As noted above, the particular placement of Everlys house is a matter of debate. The 1836 Lewis map (above left), entitled Plan of a Basin and Location of a Rail Road shows the house near the intersection of Haverford Road and Thirty-Third Streets, the southwestern corner of Everlys property, oriented on an angle. The next documentation we have for the area is the 1848 map (above center) entitled Plan of the Proposed New Borough of MANTUA (Sidney 1848) which places the house in the same location, but on the North-South axis, perpendicular to the river and Thirty-Third Street. Only two years later, the 1850 Rea and Miller map (above right) places Everlys mansion house much closer to the center of his land, far from the streets. Each map had a different motivation in its creation, and in each case it was most likely to sell potential investors on the depicted plan: a railroad or a newly developed Manuta. Accuracy as to the standing buildings was secondary.

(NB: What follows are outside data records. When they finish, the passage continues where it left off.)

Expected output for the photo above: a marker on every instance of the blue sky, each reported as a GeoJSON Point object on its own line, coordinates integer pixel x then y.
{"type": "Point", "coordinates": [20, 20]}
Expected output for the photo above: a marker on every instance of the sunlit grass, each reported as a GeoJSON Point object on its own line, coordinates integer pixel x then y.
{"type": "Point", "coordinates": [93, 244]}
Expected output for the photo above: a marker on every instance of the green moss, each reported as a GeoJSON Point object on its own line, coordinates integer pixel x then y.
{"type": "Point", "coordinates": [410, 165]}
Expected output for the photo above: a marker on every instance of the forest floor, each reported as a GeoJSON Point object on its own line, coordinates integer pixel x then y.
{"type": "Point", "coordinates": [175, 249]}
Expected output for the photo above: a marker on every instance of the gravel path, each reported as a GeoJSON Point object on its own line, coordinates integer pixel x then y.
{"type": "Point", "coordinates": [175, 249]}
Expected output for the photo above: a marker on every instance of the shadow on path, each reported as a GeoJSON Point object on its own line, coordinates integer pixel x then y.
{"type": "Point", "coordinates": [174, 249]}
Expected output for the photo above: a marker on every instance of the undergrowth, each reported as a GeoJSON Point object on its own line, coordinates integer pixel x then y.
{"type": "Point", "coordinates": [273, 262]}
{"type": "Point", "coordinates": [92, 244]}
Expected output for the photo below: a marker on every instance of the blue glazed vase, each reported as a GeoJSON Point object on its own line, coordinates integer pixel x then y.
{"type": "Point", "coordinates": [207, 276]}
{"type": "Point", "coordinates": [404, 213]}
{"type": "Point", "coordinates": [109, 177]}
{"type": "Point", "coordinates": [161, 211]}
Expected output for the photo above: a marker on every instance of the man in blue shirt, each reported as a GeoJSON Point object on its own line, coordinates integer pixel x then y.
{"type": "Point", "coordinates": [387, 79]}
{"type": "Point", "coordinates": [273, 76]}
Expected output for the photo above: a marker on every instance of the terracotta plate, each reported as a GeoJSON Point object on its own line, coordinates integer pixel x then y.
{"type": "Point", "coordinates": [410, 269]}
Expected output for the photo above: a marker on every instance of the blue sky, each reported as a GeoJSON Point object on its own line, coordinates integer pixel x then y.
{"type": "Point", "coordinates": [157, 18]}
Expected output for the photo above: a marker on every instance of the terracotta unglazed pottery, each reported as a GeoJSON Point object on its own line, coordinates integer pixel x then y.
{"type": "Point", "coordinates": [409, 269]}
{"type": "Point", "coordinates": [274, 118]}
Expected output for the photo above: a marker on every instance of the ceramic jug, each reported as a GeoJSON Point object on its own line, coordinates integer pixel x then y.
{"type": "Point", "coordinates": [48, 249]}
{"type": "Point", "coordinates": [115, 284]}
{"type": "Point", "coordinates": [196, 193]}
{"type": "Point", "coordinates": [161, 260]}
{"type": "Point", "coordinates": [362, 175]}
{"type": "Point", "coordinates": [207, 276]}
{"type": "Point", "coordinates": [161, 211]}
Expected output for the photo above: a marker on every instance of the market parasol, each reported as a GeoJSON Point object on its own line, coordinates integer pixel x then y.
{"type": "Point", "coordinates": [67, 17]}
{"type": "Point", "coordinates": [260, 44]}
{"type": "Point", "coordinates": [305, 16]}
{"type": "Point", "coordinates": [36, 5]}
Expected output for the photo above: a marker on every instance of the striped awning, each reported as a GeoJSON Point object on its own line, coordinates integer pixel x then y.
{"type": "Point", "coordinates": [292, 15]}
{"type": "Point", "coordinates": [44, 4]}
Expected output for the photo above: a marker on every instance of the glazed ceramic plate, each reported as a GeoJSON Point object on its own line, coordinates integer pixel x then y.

Later maps, such as the 1878 Scott survey, do not show Everlys house clearly at all, despite the notation on the Kennedy watercolor which states that it survived until 1883. We must consider the possibility that Kennedy or a later owner of that drawing wrote the wrong demolition date on it. If Everlys house was demolished shortly after Taylors sketch, and therefore before the 1878 Scott map, this might explain the intense interest in the property as Taylor worked. Alternatively, since his drawing was made from an earlier one rather than from life, it may be that the old mansion was gone before 1861 when Taylor begin to draw, and that Kennedys later sketch was made from Taylors or another. More research might prove decisive, but it may also be that the details are lost to time.

Either way, we know that Everly must have loved his country estate because in his will he ordered that no sale partition or alienation whatsoever be made of my said estate in West Philadelphia called Emlenton or any part thereof for at least a period of ten or fifteen years after the decease of my wife (quoted in Philadelphia Deed Book, GGP 93, p. 106). Accordingly, it was not until 1885, fifteen years after the death of Mary, wife of Adam Everly, that his family began to carve up the land.